Kulturrats-Geschäftsführer Olaf Zimmermann über TTIP

Die Marktfähigmachung

22. Mai 2015
von Börsenblatt
Beim Freihandelsabkommen TTIP geht es um mehr als nur ein paar kulturwirtschaftliche Details. Für Olaf Zimmermann vom Deutschen Kulturrat steht die Frage an, in welcher Welt wir künftig leben wollen.

"Ein Gespenst geht um in Europa – das Gespenst des Kommunismus", mit diesem berühmten Satz beginnt die von Friedrich Engels und Karl Marx im Auftrag des Bundes der Kommunisten verfasste Programmschrift, die als Kommunistisches Manifest seit 1848 Weltgeschichte geschrieben hat.

Die Gespenster, die heute durch die Welt gehen, sind jedoch nicht mehr der Kommunismus, sondern ein zügelloser Marktradikalismus und ein ebenso zügelloser religiöser Fundamentalismus. Gespenster, mit übernatürlichen Fähigkeiten ausgestattete Fabelwesen, die einen Hang zum Totenreich haben, sind gute Bilder für die Situation, in der wir uns befinden. Auf der einen Seite haben wenige Unternehmen bereits eine Macht, die die Stärke vieler Nationalstaaten längst in den Schatten stellt. Diese weltweit agierenden Unternehmen wollen expandieren, ohne Rücksicht auf nationale, kulturelle und religiöse Unterschiedlichkeiten. Der globalisierte Markt verlangt die Aufgabe der Vielfalt, weil mit Einfalt mehr und schneller Geld zu verdienen ist. Doch keine Aktion ohne Gegenreaktion. Der religiöse Gewaltwahnsinn, der sich in der Welt ausbreitet, ist auch eine Antwort auf die schonungslose Marktfähigmachung der Welt der letzten Jahrzehnte.

Natürlich könnten globalisierte Märkte auch sinnvoll sein, zum Beispiel um den Hunger in der Welt zu bekämpfen, doch immer noch stirbt etwa alle 3,5 Sekunden ein Mensch an den Folgen von Hunger und Unterernährung. Oder um das Recht auf Bildung in der Welt zu realisieren, aber etwa 776 Millionen Erwachsene – die meisten davon Frauen – beherrschen nicht die einfachsten Grundlagen des Schreibens und Rechnens, ungefähr 75 Millionen Kinder gehen nicht zur Schule, keinen einzigen Tag in ihrem Leben! Nicht nur in Syrien werden ganze Generationen tagtäglich ihrer Zukunft beraubt.

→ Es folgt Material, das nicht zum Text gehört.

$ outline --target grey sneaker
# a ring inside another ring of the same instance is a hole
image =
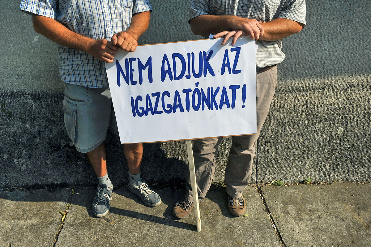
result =
[[[108,213],[113,188],[112,185],[107,188],[106,184],[98,184],[96,187],[96,194],[93,200],[92,210],[97,217],[103,217]]]
[[[156,207],[161,204],[161,198],[158,194],[148,187],[143,180],[137,181],[132,185],[128,182],[128,188],[140,197],[145,204],[151,207]]]

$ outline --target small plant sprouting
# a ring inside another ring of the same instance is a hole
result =
[[[275,181],[273,182],[273,184],[276,186],[284,186],[286,185],[285,183],[281,180],[275,180]]]

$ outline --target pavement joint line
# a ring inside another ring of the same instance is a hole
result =
[[[281,247],[287,247],[285,242],[283,242],[283,240],[281,236],[281,234],[279,232],[278,228],[276,225],[276,223],[275,223],[275,220],[273,219],[273,216],[272,215],[272,213],[270,212],[270,210],[269,210],[269,209],[268,207],[268,205],[267,205],[266,202],[265,201],[265,198],[264,198],[264,197],[263,195],[263,193],[261,188],[261,186],[258,187],[256,185],[255,185],[255,188],[257,191],[258,193],[259,193],[259,195],[260,196],[260,198],[262,199],[262,201],[263,202],[263,204],[264,205],[264,207],[265,208],[265,211],[267,212],[267,214],[268,215],[268,217],[269,217],[270,222],[272,223],[272,226],[273,227],[273,228],[276,232],[276,234],[277,234],[278,240],[281,244]]]
[[[62,211],[59,211],[59,213],[62,215],[62,217],[60,218],[60,225],[59,225],[59,227],[58,228],[57,233],[55,234],[55,237],[54,238],[54,241],[53,241],[53,243],[50,246],[50,247],[55,247],[55,244],[57,243],[57,241],[58,241],[58,238],[59,237],[59,234],[60,233],[60,232],[62,231],[62,229],[63,228],[63,225],[65,224],[65,221],[66,220],[66,215],[68,213],[68,210],[69,209],[70,206],[71,206],[71,203],[72,202],[72,198],[73,198],[73,195],[75,195],[75,191],[73,190],[73,188],[72,189],[72,194],[71,195],[70,197],[69,201],[66,205],[66,210],[64,212]]]

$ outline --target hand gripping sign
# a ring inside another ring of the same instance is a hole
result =
[[[119,51],[106,68],[121,143],[256,133],[255,42],[231,40]]]

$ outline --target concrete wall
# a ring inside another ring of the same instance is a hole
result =
[[[284,40],[286,58],[279,67],[251,181],[370,181],[369,3],[308,2],[307,26]],[[188,2],[174,3],[151,1],[155,11],[141,43],[200,38],[186,22]],[[68,145],[57,46],[33,30],[19,5],[0,2],[0,188],[93,185],[87,159]],[[110,134],[108,139],[110,177],[124,185],[127,168],[119,140]],[[219,150],[215,181],[223,180],[230,141],[224,138]],[[185,142],[147,144],[145,149],[144,177],[184,181]]]

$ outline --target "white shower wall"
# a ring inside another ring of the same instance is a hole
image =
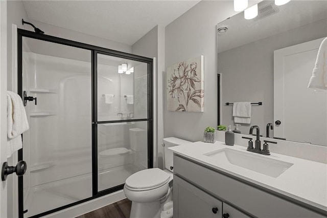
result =
[[[37,98],[36,105],[31,101],[26,107],[30,127],[23,137],[28,165],[24,207],[29,216],[92,196],[91,63],[24,50],[22,90]],[[134,95],[134,76],[119,75],[116,67],[108,65],[98,68],[98,117],[120,120],[118,113],[126,117],[134,112],[134,105],[124,97]],[[146,88],[145,81],[138,84]],[[107,94],[114,95],[112,103],[106,103],[103,95]],[[147,122],[139,123],[98,125],[98,153],[115,148],[130,150],[116,156],[120,161],[114,165],[98,158],[98,190],[123,184],[131,173],[147,167],[146,134],[137,145],[142,149],[131,146],[130,129],[147,133]],[[58,201],[45,202],[44,198]]]

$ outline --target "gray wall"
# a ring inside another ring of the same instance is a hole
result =
[[[261,134],[265,135],[266,125],[274,121],[274,50],[325,37],[326,23],[325,19],[319,20],[219,53],[218,72],[222,74],[221,123],[234,125],[232,106],[225,106],[225,103],[262,101],[262,106],[252,107],[251,124],[242,124],[240,130],[248,134],[249,126],[258,125]]]
[[[235,14],[233,2],[201,1],[166,28],[166,69],[179,61],[204,56],[204,112],[167,111],[167,79],[164,85],[165,137],[196,141],[205,127],[217,123],[216,25]],[[166,75],[165,75],[166,76]]]
[[[17,28],[24,29],[21,24],[21,19],[28,20],[25,9],[24,8],[21,1],[7,1],[7,90],[13,90],[12,85],[12,24],[17,25]],[[15,156],[16,157],[16,156]],[[13,160],[12,157],[8,159],[8,163],[10,166],[15,165],[17,163],[16,159]],[[14,198],[17,201],[17,195],[10,194],[11,193],[15,193],[14,190],[17,189],[17,177],[8,177],[7,180],[8,184],[8,201],[7,210],[8,217],[17,216],[18,205],[14,204]],[[16,202],[17,201],[15,201]]]
[[[26,15],[26,12],[21,1],[9,1],[7,3],[7,61],[8,61],[8,76],[7,88],[8,90],[12,90],[12,78],[11,72],[12,70],[12,24],[16,24],[19,29],[25,29],[21,24],[21,19],[25,21],[29,21]]]
[[[156,58],[154,79],[154,165],[164,168],[164,149],[161,146],[164,135],[162,83],[165,65],[165,28],[157,26],[132,46],[132,53]]]
[[[58,16],[59,15],[60,13],[58,13]],[[131,47],[128,45],[87,35],[85,33],[80,33],[36,20],[31,20],[31,22],[35,25],[35,26],[43,31],[46,35],[50,35],[124,52],[131,53],[132,51]],[[29,30],[34,31],[33,29],[31,29],[29,27]]]

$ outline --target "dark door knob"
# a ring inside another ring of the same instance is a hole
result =
[[[19,161],[16,166],[9,166],[8,162],[5,162],[2,165],[1,170],[1,179],[4,181],[7,179],[8,175],[16,172],[18,176],[22,176],[26,172],[27,165],[24,161]]]

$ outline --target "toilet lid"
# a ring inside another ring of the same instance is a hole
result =
[[[169,181],[168,173],[158,168],[147,169],[135,172],[127,178],[125,184],[135,189],[155,188]]]

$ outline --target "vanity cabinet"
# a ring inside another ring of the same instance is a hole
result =
[[[177,176],[174,191],[174,217],[251,217]]]
[[[222,216],[222,202],[178,176],[174,176],[174,218]]]
[[[226,218],[227,213],[230,218],[326,217],[323,211],[315,211],[290,198],[277,196],[267,188],[177,155],[174,155],[173,191],[174,218]],[[212,212],[214,207],[216,214]]]

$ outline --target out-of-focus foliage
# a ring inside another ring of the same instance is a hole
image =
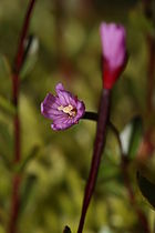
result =
[[[28,0],[0,1],[0,233],[6,232],[11,202],[13,160],[11,65]],[[86,109],[97,111],[101,80],[101,21],[116,21],[127,30],[128,64],[113,92],[112,121],[120,129],[146,109],[147,32],[142,2],[134,0],[37,1],[30,34],[33,49],[21,72],[20,118],[23,171],[19,216],[21,233],[76,232],[85,181],[89,174],[95,123],[81,121],[64,132],[54,132],[40,113],[46,92],[58,82],[78,94]],[[136,188],[134,158],[130,175],[135,196],[147,215],[153,214]],[[152,159],[152,171],[155,159]],[[22,169],[21,169],[22,168]],[[140,224],[121,171],[116,138],[108,132],[97,185],[85,233],[137,233]]]

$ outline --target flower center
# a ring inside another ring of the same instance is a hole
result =
[[[58,110],[69,114],[69,116],[76,115],[76,109],[74,107],[72,107],[71,104],[69,104],[68,107],[60,105],[58,108]]]

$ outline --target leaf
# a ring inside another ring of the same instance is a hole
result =
[[[35,182],[37,182],[37,176],[34,174],[30,174],[25,181],[23,191],[21,193],[20,215],[23,213],[23,211],[27,207],[27,204],[34,189]]]
[[[143,135],[143,124],[140,116],[135,116],[121,133],[123,153],[131,159],[136,155]]]
[[[152,183],[148,179],[137,172],[137,184],[147,202],[155,207],[155,183]]]
[[[16,113],[16,108],[13,107],[13,104],[2,95],[0,95],[0,108],[4,109],[10,114]]]
[[[38,39],[33,36],[30,36],[25,44],[23,64],[20,73],[22,80],[27,78],[28,74],[31,72],[31,70],[33,69],[37,62],[38,50],[39,50]]]
[[[27,165],[38,155],[40,146],[35,145],[32,148],[29,155],[24,159],[24,161],[19,166],[19,172],[23,172]]]

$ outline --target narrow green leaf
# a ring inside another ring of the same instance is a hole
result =
[[[121,142],[124,154],[131,159],[136,155],[143,135],[143,124],[140,116],[135,116],[121,133]]]
[[[27,207],[27,204],[34,189],[35,182],[37,182],[37,176],[33,174],[30,174],[25,181],[24,188],[21,193],[20,215],[24,212]]]
[[[153,207],[155,207],[155,183],[152,183],[148,179],[137,172],[137,184],[143,196]]]
[[[22,80],[27,78],[28,74],[31,72],[31,70],[33,69],[38,58],[38,50],[39,50],[38,39],[33,36],[30,36],[30,38],[28,38],[27,41],[23,65],[20,73]]]
[[[16,108],[13,107],[13,104],[9,100],[3,98],[2,95],[0,95],[0,108],[6,110],[10,114],[14,114],[16,113]]]
[[[19,168],[19,172],[23,172],[23,170],[27,168],[27,165],[29,164],[29,162],[31,162],[39,153],[39,146],[35,145],[30,154],[25,158],[25,160],[20,164],[20,168]]]

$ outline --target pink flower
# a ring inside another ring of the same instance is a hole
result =
[[[126,32],[123,26],[115,23],[102,23],[100,32],[104,88],[112,89],[127,61]]]
[[[76,97],[66,91],[61,83],[55,87],[56,95],[48,93],[41,103],[41,113],[52,120],[51,128],[55,131],[65,130],[85,113],[85,105]]]

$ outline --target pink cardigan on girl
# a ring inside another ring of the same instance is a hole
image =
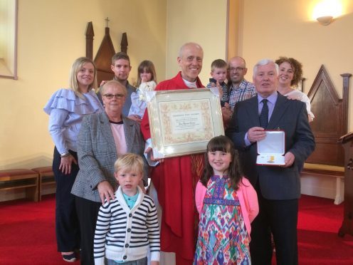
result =
[[[206,190],[207,188],[201,182],[197,182],[195,191],[195,202],[199,214],[201,214],[204,207],[204,199]],[[236,191],[236,194],[239,199],[241,214],[244,219],[246,231],[250,237],[250,233],[251,232],[250,224],[258,214],[258,195],[251,184],[245,177],[243,177],[239,182],[239,189]]]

Kardinal Marx, der Vorsitzende der Deutschen Bischofskonferenz, hat auf dem letztjährigen St. Michaelsempfang der Katholischen Kirche in Berlin für mich die Grundfrage gestellt. Er sagte sinngemäß, dass er das Freihandelsabkommen zwischen der Europäischen Gemeinschaft und den Vereinigten Staaten von Amerika (TTIP) gut findet, wenn es den Armen nützt.

Und ich finde auch, wenn TTIP, CETA & Co. den Armen wirklich nützen, dann sollte der Kulturbereich nicht klein­mütig sein und seine Bedenken hintanstellen. Aber nichts, leider überhaupt nichts spricht dafür, dass das gerade in Verhandlung befindliche TTIP, dass das gerade im Ratifizierungsprozess befindliche CETA oder die bereits rechtskräftigen Handelsabkommen der Welthandelsorganisation, wie das GATS, den Verhungernden und den Ungebildeten eine Chance geben würden oder gegeben haben. Die Globalisierung der Märkte befreit die Armen nicht aus ihrem Elend. Im Gegenteil, die globalisierten Märkte machen nur die Reichen immer reicher.

Und deshalb geht es nicht nur um den Erhalt der Buchpreisbindung, um die Möglichkeit, auch in der Zukunft als Daseinsvorsorge mit öffentlichen Mitteln Kultureinrichtungen zu finanzieren, um die weitere Existenz des öffentlich-rechtlichen Rundfunks und um die Vielfalt der kleinen kulturwirtschaftlichen Betriebe in Deutschland, die einem ungebremsten Konkurrenzdruck durch die amerikanischen Medienmultis nur wenig entgegenzusetzen haben. Es geht um viel mehr!

Friedrich Engels und Karl Marx schrieben im Kommunis­tischen Manifest über die Kapitalisten: "Mit einem Wort, sie schaffen sich eine Welt nach ihrem eigenen Bilde." Wir werden entscheiden müssen, ob wir das hinnehmen wollen.

Olaf Zimmermann ist Herausgeber des Buchs "TTIP, CETA & Co.: Zu den Auswirkungen der Freihandelsabkommen auf Kultur und Medien" und Geschäftsführer des Deutschen Kulturrates.